Ainda durante este processo, a luta pelo reconhecimento de outros níveis de formação  
(mestrado e doutoramento) e o reconhecimento da investigação em serviço social já estava em  
curso. Pois mesmo antes, em 1987 foi estabelecido um protocolo com a PUC-SP, e foi iniciado  
um curso de mestrado. Dada a resistência dos poderes políticos e académicos instalados, com  
o argumento da ausência de assistentes sociais portugueses com o estatuto de mestre e doutores  
em serviço social, foram determinantes os protocolos instituídos com o Instituto Superior de  
Serviço Social de Lisboa (ISSSL), e mais tarde com o Instituto Superior de Serviço Social do  
Porto (ISSSP) para formar os primeiros mestres em serviço social na PUC-SP.  

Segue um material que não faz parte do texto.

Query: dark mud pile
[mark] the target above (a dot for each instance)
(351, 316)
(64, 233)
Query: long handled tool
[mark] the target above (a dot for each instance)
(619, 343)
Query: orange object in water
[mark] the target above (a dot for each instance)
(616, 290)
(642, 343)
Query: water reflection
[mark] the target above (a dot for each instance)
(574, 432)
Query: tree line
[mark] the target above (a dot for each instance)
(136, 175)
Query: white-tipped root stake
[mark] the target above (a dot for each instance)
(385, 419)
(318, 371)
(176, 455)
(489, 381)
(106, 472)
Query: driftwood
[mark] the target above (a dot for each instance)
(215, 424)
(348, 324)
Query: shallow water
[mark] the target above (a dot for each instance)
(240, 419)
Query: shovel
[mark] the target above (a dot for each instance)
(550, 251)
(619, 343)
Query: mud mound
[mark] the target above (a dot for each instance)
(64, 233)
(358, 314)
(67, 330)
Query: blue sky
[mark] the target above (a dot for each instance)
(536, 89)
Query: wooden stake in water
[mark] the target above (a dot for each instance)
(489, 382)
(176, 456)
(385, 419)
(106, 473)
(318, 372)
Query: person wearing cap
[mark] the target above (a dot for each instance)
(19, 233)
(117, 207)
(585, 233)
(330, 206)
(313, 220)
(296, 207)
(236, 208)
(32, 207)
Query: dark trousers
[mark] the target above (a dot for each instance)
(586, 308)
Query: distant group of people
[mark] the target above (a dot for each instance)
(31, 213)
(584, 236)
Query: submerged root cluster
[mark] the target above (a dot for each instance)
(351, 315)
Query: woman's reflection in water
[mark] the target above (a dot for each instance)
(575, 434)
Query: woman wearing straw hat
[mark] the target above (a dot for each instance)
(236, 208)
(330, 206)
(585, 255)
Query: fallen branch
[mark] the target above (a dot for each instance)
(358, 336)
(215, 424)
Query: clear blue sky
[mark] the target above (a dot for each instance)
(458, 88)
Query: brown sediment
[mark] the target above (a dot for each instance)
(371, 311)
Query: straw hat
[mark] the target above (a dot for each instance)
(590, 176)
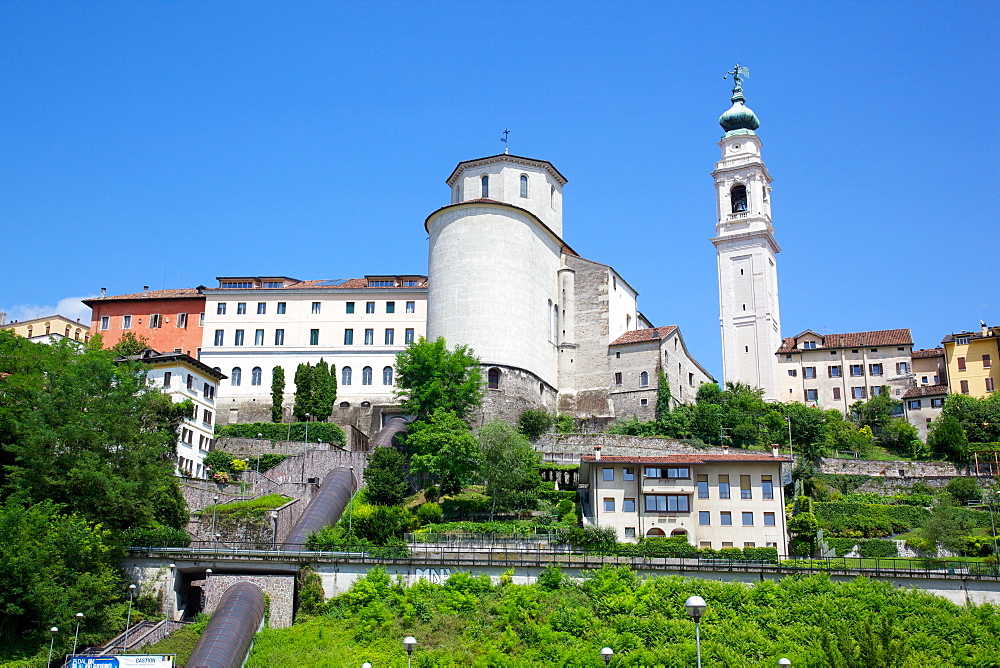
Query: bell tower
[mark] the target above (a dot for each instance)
(746, 249)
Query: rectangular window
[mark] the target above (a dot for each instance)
(702, 486)
(667, 503)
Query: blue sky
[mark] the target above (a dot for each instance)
(165, 144)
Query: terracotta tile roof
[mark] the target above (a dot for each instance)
(685, 459)
(642, 335)
(926, 391)
(178, 293)
(880, 337)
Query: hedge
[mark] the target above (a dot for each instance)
(326, 432)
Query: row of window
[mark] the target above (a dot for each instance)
(346, 376)
(316, 308)
(987, 363)
(239, 337)
(154, 321)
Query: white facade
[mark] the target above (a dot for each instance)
(715, 501)
(359, 325)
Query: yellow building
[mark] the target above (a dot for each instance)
(973, 361)
(49, 329)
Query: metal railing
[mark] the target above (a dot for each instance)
(566, 557)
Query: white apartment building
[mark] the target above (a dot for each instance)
(836, 370)
(255, 324)
(183, 377)
(716, 501)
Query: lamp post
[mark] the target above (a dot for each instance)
(52, 643)
(409, 642)
(696, 608)
(128, 622)
(76, 636)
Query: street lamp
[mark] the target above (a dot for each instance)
(409, 642)
(76, 636)
(696, 608)
(52, 643)
(128, 622)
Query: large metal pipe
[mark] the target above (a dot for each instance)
(229, 634)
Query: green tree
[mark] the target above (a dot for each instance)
(429, 377)
(444, 448)
(277, 394)
(386, 483)
(509, 466)
(87, 433)
(947, 438)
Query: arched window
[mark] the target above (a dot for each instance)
(738, 195)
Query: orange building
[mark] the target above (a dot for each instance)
(169, 320)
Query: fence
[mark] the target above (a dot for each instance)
(540, 557)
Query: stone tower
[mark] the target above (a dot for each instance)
(746, 249)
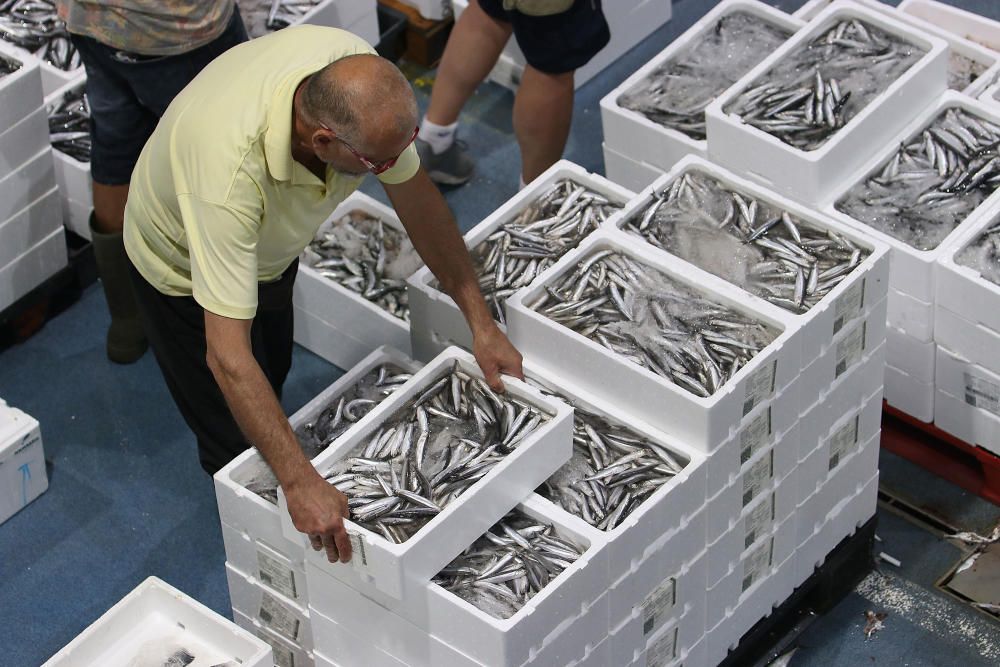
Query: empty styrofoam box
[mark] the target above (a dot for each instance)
(152, 622)
(853, 297)
(635, 137)
(434, 312)
(811, 176)
(704, 423)
(21, 90)
(390, 567)
(347, 311)
(274, 611)
(33, 267)
(27, 184)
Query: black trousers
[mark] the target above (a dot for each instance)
(175, 327)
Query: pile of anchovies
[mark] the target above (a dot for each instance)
(430, 452)
(804, 99)
(932, 183)
(983, 254)
(654, 321)
(613, 469)
(69, 125)
(511, 563)
(34, 25)
(676, 93)
(748, 242)
(357, 252)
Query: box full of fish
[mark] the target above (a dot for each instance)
(685, 351)
(512, 247)
(435, 464)
(657, 115)
(806, 118)
(158, 624)
(352, 278)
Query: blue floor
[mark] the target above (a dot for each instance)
(127, 498)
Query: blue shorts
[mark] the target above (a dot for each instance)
(129, 92)
(559, 43)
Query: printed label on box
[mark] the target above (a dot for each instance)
(981, 393)
(279, 576)
(850, 350)
(658, 604)
(755, 436)
(759, 386)
(275, 615)
(849, 305)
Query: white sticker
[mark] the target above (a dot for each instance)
(275, 615)
(759, 386)
(981, 393)
(755, 435)
(843, 442)
(757, 477)
(849, 305)
(850, 349)
(272, 572)
(657, 604)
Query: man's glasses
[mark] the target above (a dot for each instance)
(372, 165)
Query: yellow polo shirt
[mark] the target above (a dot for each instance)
(216, 203)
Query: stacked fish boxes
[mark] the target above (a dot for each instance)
(32, 243)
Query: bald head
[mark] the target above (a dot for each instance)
(363, 97)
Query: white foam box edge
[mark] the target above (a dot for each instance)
(434, 312)
(155, 605)
(392, 567)
(704, 423)
(631, 134)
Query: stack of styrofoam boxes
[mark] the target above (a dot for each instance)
(72, 176)
(630, 22)
(967, 333)
(32, 243)
(910, 354)
(156, 621)
(335, 322)
(22, 461)
(638, 150)
(266, 570)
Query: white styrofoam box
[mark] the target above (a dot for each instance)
(904, 393)
(644, 141)
(433, 311)
(826, 322)
(391, 567)
(33, 267)
(628, 172)
(704, 423)
(913, 271)
(27, 184)
(810, 176)
(20, 90)
(22, 461)
(160, 616)
(272, 610)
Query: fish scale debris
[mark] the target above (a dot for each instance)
(654, 321)
(752, 244)
(932, 183)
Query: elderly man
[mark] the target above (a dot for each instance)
(247, 162)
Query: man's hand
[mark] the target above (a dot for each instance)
(318, 509)
(495, 354)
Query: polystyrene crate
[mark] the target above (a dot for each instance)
(811, 176)
(852, 298)
(155, 616)
(704, 423)
(633, 136)
(434, 312)
(392, 567)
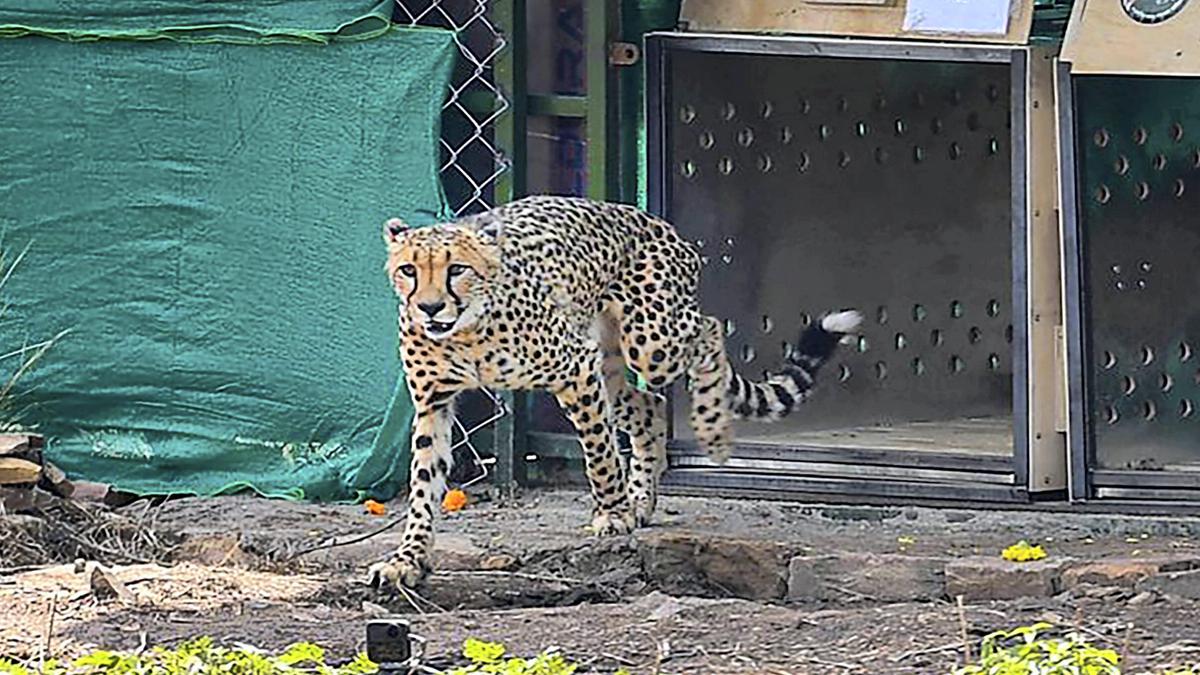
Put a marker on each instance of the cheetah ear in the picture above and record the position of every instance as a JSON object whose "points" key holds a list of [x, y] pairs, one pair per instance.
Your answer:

No decurso deste processo foi importante o esforço de alguns assistentes sociais  
portugueses que se inscreveram e concluíram o doutoramento em serviço social da PUC/SP,  
criou-se assim o primeiro grupo de Doutores em serviço social em Portugal, que abriu o  
caminho para o reconhecimento dos cursos de doutoramento que posteriormente vieram a ser  
aprovados em Universidades Portuguesas.  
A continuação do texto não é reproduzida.